We found out that a vortex can come with a stunning price tag, too. Some estimates run as high as $5 billion for this one. Think lost productivity in the workplace, less shopping, cancelled vacations and (gulp) those heating bills that will soon turn up in the mailbox.
Another frigid fun fact: there’s such a thing as too cold for polar bears. Apparently Anana, a bear at Lincoln Park Zoo in Chicago, had to stay inside Monday because she lacks the whale blubber in her diet that gives her outdoor-dwelling peers their nice, thick layer of insulating fat.
It was also interesting to learn that prison is preferable to what we saw Monday. The Associated Press reported that an inmate named Robert Vick escaped Sunday from the minimum-security Kentucky prison housing him, only to change his mind almost immediately. Evidently he strode into a motel the following day, wearing his prison-issue khaki trousers, shorts and a light jacket, and expressing just one wish: to be put back in jail.

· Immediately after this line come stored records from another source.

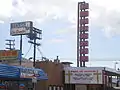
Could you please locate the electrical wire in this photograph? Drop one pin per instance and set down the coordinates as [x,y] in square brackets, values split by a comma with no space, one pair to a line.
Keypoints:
[28,50]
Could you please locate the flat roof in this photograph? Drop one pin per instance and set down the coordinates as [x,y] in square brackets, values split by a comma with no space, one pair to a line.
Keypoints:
[109,71]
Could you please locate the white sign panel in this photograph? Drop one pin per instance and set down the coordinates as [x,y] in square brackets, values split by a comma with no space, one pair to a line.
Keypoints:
[21,28]
[83,76]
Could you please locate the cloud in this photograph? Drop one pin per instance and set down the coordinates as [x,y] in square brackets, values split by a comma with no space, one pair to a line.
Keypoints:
[103,15]
[56,40]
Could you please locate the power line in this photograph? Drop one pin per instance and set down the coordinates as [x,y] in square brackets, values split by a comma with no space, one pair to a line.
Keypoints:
[89,60]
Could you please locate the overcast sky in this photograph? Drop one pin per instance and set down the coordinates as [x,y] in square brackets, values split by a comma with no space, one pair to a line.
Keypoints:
[57,19]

Fortunately, our homes mostly bear little resemblance to a jail. We can cope with a couple of days being stranded there. And no doubt there are more bitterly cold mercury readings yet ahead. There are still 10 weeks until the calendar says spring is here — and we all know the calendar fudges a bit with its promises of warmer temperatures.
I wonder if there’s any whale blubber in the fridge.